What followed was a year of confusion, frustration, and worry. With the diagnosis of DG, I immediately began searching with earnest and then anger for information on treatment. What little guidance I could find was conflicting. Should I resume breastfeeding or not? Should I restrict galactose-containing foods for the first year once solids were started? Should I have my son undergo the “milk challenge,” where galactose-containing foods are introduced and erythrocyte galactose-1-phosphate levels are measured? All of these decisions had to be made and it was unclear what my son’s developmental outcomes would be. Our pediatric geneticist, while helpful, could only make recommendations based on little evidence and mostly clinical judgment. There was no consensus, and treatment regimens varied widely by institution and state.

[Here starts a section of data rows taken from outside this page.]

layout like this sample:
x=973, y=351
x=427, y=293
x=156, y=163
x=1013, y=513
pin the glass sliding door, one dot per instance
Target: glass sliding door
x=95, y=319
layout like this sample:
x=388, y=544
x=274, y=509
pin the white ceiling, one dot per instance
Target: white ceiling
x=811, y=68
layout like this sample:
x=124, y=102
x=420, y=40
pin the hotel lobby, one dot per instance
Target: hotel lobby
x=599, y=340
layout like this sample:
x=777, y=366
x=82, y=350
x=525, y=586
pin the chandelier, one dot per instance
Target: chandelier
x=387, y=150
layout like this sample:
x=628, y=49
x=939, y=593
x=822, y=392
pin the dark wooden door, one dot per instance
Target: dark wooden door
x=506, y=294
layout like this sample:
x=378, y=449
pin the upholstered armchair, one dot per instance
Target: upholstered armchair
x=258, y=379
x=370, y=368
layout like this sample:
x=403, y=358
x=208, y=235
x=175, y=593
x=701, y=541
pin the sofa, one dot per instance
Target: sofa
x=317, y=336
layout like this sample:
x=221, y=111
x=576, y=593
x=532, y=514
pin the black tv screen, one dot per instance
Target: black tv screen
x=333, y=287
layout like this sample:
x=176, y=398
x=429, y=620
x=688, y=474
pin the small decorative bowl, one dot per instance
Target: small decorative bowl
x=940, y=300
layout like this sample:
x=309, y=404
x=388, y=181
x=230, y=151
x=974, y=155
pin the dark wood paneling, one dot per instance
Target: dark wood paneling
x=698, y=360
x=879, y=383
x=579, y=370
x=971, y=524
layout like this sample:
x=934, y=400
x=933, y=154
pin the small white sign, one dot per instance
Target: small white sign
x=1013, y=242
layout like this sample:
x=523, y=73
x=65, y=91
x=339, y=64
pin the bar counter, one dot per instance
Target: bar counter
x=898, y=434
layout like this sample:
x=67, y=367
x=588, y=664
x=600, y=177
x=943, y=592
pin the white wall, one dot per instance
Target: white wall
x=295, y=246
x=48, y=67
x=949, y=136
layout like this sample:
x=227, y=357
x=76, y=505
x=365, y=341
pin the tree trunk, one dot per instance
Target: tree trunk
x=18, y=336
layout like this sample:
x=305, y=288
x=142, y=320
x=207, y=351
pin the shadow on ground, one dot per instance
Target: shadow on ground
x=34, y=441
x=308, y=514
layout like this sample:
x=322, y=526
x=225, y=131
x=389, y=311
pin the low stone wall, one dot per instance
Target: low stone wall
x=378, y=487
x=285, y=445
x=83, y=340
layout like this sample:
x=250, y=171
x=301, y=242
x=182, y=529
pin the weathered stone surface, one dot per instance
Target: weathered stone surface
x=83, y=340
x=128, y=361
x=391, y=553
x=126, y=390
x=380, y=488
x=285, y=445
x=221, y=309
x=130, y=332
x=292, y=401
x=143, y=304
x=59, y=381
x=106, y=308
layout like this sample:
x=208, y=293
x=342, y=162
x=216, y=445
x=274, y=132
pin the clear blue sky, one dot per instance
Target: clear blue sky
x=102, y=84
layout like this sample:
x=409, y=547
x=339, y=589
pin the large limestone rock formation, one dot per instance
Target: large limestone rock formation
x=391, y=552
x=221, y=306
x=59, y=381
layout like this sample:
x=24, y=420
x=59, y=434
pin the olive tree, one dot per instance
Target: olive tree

In the end, I breastfed my son until he was 12 months old. I gave him galactose-containing foods, including dairy, starting at his first birthday. As he got older, I would occasionally look at him and wonder if I had made the right choice in breastfeeding. That is until I read this article.
While Carlock and colleagues end the debate over DG treatment, much work remains. As highlighted in McCandless’s commentary to the article,2 NBS programs need to adjust their cutoff values such that identification of DG and other benign variants of galactosemia are kept to a minimum. Furthermore, it is my opinion that such cutoff values should be standardized across states and BFS programs. Such standardization would likely require enacting a national newborn screening law and financing scheme.3 However, reducing variation in NBS programs and ensuring that conditions added to NBS programs are supported by evidence should be priorities of health care providers and policy makers. Had my son been born in the state that abuts ours, his DG likely would have not been identified, and a year of unnecessary bloodwork, doctors’ visits, and angst, may have been avoided.
CONFLICT OF INTEREST: The author has indicated she has no potential conflicts of interest to disclose.